- Ahjuk Location within Iran
- Coordinates: 33°56′6″N 57°12′49″E﻿ / ﻿33.93500°N 57.21361°E
- Country: Iran
- Province: South Khorasan
- County: Boshruyeh
- District: Central
- Rural District: Korond

Population (2016)
- • Total: 20
- Below reporting threshold
- Time zone: UTC+3:30 (IRST)

= Ahjuk =

Village in South Khorasan province, Iran

Ahjuk (اهجوك) (Note: Also romanized as Āhjūk; also known as Ah Chūk, Āhchūk, Ahghuk, Āhghūk) is a village in Korond Rural District of the Central District in Boshruyeh County, South Khorasan province, Iran.

==Demographics==
===Population===
At the time of the 2006 National Census, the village's population was 17 in four households, when it was in Ali Jamal Rural District of the former Boshruyeh District in Ferdows County.

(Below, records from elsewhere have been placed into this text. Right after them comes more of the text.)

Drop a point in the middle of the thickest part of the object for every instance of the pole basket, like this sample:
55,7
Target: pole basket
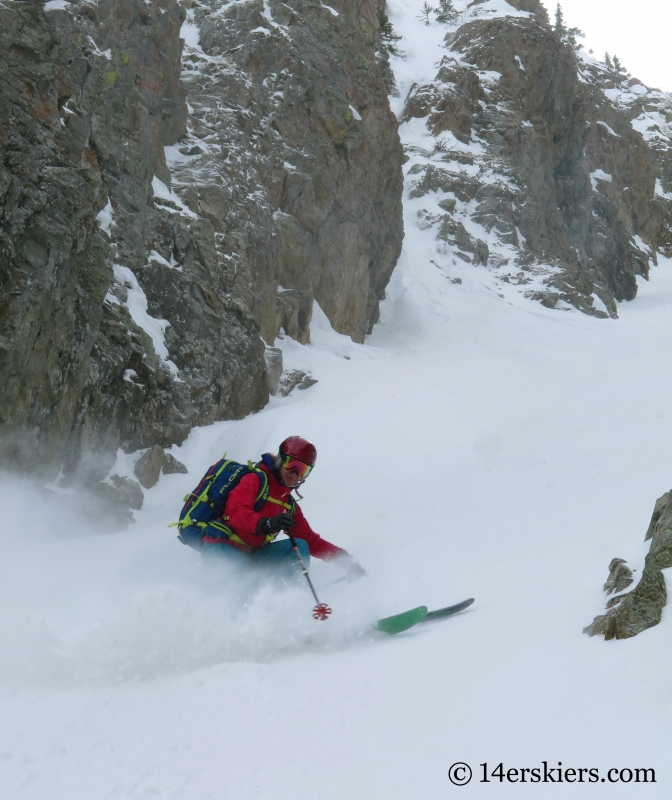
321,611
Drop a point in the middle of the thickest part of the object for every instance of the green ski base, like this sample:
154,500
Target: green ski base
416,616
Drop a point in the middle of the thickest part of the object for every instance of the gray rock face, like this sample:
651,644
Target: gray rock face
171,466
148,467
564,173
634,612
142,250
297,162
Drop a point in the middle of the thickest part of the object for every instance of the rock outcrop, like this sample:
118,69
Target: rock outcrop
166,207
633,612
544,161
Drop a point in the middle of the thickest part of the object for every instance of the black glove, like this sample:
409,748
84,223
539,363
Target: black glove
279,522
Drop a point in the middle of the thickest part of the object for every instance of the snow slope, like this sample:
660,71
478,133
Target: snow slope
476,445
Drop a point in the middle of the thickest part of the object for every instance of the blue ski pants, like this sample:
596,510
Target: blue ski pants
277,558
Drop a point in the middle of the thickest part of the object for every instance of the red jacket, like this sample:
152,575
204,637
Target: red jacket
243,518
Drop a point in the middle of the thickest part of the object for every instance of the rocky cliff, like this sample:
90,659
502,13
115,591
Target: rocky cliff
630,613
166,207
549,167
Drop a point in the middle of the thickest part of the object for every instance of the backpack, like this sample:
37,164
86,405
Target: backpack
206,503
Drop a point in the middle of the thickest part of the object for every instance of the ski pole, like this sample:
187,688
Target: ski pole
321,610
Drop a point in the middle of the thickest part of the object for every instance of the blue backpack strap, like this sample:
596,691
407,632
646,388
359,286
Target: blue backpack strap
264,488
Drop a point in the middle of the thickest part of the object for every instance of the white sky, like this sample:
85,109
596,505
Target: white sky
638,33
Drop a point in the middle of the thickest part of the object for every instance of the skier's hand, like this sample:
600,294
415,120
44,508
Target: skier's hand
354,572
279,522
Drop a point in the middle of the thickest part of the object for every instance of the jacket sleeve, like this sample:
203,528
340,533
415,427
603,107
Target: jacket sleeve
240,511
319,547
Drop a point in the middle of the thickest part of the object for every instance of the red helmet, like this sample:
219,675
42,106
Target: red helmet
299,448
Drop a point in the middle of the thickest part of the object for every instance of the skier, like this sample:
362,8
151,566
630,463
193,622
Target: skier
247,536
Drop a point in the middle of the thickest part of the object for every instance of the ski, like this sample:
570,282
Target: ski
416,616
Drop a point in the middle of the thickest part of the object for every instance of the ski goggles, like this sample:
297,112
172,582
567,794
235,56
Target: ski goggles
292,464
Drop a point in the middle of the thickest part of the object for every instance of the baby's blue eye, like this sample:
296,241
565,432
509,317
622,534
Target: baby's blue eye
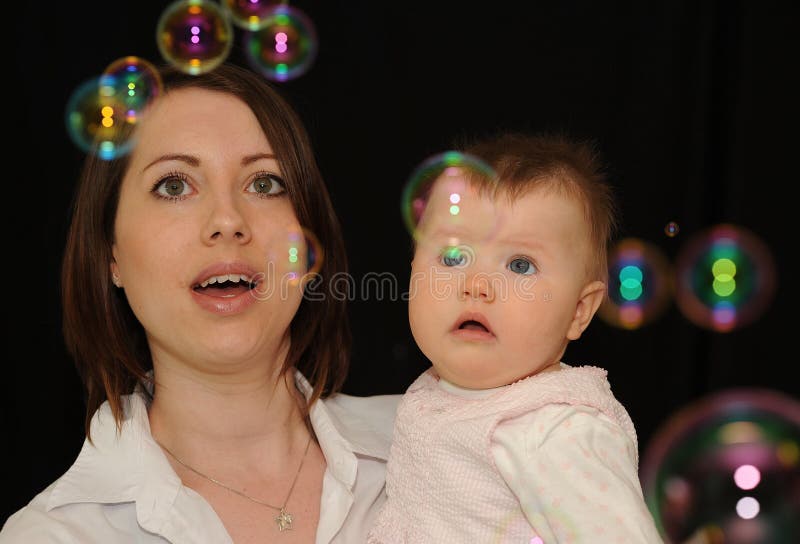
454,256
522,266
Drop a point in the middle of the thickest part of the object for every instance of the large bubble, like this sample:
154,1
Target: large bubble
725,278
285,45
97,119
195,36
451,174
640,284
726,470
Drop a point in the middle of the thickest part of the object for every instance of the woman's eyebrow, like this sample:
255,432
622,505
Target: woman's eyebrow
249,159
188,159
191,160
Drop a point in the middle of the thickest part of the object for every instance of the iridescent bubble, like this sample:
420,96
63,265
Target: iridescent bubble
294,256
135,81
195,36
452,173
250,14
97,119
285,46
671,229
639,284
714,471
303,253
725,278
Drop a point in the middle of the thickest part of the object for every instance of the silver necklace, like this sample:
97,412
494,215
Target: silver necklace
284,519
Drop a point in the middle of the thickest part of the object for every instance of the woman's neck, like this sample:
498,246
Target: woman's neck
246,415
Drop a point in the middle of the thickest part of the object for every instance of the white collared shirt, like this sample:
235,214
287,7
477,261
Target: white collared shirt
123,489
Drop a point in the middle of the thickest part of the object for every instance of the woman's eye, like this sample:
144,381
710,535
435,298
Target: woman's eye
173,187
267,185
455,256
521,266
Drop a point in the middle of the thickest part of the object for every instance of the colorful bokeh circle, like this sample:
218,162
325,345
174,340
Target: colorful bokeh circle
452,172
725,278
250,14
285,45
726,469
640,284
97,119
195,36
135,81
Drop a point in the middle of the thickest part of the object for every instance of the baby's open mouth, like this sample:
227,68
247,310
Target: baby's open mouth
473,326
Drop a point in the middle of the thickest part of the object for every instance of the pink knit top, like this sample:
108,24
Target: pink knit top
442,483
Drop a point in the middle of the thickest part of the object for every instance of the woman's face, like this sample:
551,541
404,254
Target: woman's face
204,234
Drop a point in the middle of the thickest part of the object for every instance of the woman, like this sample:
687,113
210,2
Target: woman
212,409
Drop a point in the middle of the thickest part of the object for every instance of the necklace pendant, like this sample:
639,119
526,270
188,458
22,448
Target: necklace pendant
284,521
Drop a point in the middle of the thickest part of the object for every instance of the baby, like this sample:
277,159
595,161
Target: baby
500,441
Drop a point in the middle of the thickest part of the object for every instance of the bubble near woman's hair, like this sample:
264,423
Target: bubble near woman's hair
450,173
285,45
725,278
639,284
195,36
303,253
726,469
250,14
97,119
135,81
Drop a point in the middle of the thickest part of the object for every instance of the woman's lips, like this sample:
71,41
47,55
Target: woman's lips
226,301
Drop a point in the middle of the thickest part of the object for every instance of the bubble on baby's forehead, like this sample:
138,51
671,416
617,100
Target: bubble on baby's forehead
135,81
98,121
250,14
195,36
443,181
285,45
640,284
726,468
725,278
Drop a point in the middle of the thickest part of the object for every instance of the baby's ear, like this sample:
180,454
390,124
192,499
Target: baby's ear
589,301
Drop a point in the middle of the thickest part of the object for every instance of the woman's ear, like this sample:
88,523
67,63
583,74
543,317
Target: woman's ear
589,301
115,278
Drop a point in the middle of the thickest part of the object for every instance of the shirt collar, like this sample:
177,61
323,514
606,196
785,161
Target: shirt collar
128,466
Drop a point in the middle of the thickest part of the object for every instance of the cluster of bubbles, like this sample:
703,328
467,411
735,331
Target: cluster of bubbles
726,469
723,279
195,36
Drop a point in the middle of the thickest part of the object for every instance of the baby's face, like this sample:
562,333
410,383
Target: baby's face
499,289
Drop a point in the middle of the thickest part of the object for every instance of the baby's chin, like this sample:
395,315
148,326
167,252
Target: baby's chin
477,376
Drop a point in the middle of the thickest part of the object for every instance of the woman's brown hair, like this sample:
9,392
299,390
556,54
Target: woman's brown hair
101,333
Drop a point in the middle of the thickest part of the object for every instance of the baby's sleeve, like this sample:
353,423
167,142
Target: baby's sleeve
574,472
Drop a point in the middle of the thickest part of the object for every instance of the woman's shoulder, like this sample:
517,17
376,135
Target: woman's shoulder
359,418
35,523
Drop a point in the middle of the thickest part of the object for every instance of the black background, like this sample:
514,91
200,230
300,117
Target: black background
693,102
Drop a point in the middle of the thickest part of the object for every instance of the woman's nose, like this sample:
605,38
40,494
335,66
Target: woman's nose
226,222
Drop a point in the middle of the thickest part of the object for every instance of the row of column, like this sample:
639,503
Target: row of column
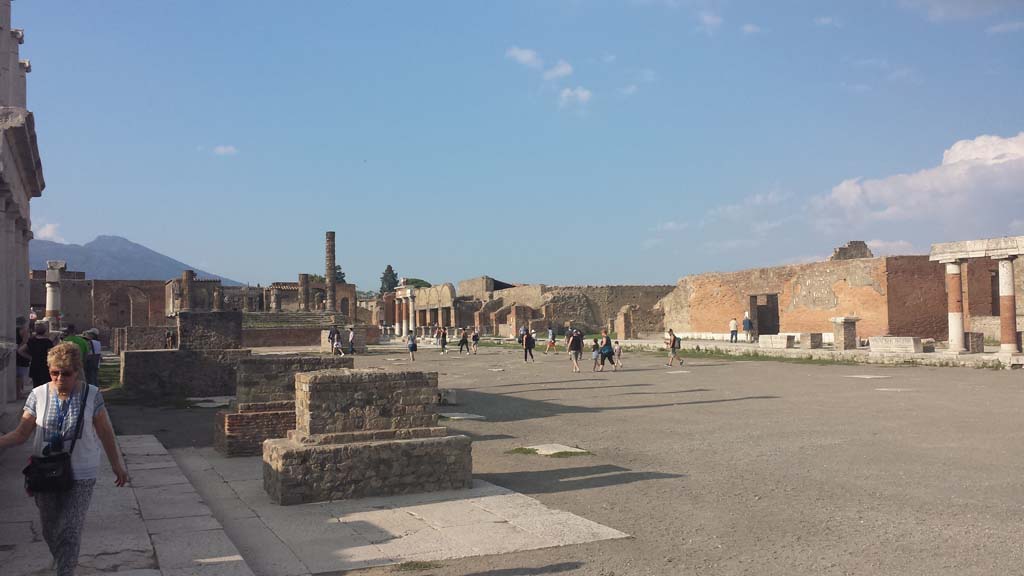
14,236
404,315
1008,305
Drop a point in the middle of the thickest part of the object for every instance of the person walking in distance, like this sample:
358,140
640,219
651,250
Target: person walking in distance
673,342
576,348
411,338
66,415
607,352
527,346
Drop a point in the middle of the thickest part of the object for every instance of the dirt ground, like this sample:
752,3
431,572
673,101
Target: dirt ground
733,467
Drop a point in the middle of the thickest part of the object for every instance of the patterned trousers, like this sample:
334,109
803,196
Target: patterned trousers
62,516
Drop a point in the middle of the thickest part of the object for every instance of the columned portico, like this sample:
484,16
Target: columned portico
1008,306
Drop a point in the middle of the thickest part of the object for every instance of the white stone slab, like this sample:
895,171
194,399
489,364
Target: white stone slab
549,449
462,416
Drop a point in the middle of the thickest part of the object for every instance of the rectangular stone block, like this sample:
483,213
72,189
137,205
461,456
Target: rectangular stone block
895,344
295,474
776,341
974,341
810,340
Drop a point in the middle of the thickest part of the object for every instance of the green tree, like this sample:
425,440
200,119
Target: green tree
389,280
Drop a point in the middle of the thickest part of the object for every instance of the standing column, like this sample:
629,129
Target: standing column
1008,307
412,314
954,303
303,292
53,270
186,288
329,277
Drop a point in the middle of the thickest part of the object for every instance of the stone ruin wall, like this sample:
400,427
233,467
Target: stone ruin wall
809,295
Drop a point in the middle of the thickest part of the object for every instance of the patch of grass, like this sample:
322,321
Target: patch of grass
414,566
570,454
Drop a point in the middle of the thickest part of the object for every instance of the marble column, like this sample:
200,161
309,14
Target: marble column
954,304
1008,307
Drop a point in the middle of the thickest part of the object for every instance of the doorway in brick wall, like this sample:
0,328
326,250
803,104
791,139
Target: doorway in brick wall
764,313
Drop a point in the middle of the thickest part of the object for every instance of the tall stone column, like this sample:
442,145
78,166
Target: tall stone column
303,292
329,279
187,277
53,273
954,304
1008,307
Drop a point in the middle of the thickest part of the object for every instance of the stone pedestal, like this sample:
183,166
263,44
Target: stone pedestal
365,433
810,340
845,332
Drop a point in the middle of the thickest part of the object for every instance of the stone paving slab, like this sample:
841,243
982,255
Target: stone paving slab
329,537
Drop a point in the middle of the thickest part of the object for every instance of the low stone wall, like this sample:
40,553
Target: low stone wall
158,376
210,330
271,378
243,433
267,337
365,433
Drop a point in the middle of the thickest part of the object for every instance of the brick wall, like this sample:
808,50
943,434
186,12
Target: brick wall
264,337
210,330
269,378
341,401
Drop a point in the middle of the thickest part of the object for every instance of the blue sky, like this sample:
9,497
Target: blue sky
554,141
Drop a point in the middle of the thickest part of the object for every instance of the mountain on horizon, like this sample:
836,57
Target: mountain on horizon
113,257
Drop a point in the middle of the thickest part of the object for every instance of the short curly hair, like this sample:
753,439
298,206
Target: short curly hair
66,356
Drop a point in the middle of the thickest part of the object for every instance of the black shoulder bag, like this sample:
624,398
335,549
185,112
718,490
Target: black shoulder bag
52,472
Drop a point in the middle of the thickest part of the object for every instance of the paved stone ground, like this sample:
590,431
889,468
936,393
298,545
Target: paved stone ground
327,537
157,527
744,467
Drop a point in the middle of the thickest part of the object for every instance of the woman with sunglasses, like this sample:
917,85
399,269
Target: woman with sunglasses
52,412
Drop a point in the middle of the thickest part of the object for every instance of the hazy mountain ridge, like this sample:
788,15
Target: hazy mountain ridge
113,257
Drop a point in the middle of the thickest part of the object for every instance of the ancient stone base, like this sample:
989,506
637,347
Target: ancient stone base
296,472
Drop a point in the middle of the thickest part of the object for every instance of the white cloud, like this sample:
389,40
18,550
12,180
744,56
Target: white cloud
524,56
579,95
560,70
1006,28
47,232
891,247
974,192
710,22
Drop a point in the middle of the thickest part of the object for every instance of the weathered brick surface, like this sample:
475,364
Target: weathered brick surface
267,378
365,433
157,376
210,330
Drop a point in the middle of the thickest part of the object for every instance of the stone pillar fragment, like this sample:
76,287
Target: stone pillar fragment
303,292
954,304
329,278
1008,307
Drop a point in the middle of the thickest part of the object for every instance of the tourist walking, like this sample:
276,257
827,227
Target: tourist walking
607,352
748,327
411,338
66,415
673,342
527,346
38,346
574,346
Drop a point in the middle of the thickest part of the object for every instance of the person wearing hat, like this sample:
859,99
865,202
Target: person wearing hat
92,359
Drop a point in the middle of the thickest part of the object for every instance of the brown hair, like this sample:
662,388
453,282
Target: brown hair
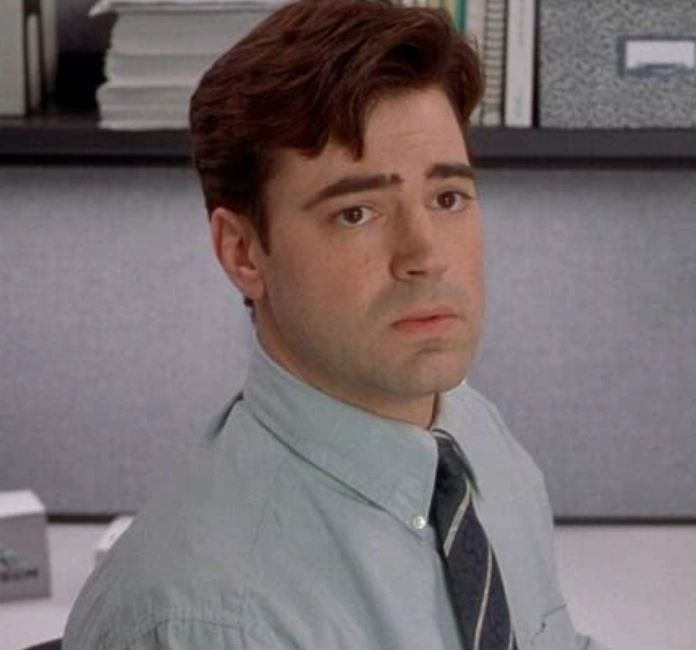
309,72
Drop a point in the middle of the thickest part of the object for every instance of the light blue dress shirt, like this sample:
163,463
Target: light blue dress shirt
301,522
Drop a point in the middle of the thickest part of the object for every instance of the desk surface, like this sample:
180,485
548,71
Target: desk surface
631,587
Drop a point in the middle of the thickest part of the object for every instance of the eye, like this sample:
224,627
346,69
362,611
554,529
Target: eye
356,215
452,200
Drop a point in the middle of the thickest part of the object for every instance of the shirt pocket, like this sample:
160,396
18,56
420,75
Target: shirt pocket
556,631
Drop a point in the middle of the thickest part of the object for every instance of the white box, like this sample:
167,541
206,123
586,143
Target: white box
116,528
24,562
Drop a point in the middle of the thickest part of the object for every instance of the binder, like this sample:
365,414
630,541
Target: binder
622,64
27,54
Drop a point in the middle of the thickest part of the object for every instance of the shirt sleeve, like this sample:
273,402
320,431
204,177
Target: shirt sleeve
192,634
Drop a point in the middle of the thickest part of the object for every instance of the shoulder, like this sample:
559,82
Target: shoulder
181,571
477,414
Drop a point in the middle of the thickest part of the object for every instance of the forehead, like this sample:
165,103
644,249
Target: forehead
404,134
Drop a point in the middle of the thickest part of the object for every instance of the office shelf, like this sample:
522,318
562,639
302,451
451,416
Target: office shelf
65,137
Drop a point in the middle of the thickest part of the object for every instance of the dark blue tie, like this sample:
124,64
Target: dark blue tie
474,578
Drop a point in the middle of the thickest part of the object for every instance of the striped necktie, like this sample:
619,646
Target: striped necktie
476,588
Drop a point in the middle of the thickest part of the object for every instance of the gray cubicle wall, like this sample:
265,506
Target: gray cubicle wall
121,337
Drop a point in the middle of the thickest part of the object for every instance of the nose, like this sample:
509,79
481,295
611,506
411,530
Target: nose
417,250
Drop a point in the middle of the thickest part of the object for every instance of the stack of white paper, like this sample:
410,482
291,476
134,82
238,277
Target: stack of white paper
160,49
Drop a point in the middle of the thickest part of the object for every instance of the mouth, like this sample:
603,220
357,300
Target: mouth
430,321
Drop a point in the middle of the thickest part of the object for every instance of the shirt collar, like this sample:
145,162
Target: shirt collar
389,462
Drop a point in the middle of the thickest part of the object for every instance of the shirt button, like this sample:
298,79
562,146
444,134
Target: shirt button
419,522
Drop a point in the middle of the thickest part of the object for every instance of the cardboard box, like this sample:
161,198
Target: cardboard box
24,562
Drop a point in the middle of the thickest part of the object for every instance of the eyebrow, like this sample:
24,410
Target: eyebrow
353,184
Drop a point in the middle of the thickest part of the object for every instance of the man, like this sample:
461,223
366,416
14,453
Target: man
331,146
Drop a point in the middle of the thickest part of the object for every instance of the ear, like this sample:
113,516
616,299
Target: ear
238,250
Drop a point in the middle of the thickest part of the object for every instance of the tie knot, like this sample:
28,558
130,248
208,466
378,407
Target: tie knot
452,466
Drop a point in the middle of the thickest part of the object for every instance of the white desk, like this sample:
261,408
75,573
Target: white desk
632,587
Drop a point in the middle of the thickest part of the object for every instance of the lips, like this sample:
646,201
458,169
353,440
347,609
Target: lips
427,314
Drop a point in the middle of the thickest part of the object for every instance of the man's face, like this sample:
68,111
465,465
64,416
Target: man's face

The following census in 2011 counted a population below the reporting threshold, by which time the district had been separated from the county in the establishment of Boshruyeh County. The rural district was transferred to the new Central District, and Ahjuk was transferred to Korond Rural District created in the same district. The 2016 census measured the population of the village as again below the reporting threshold.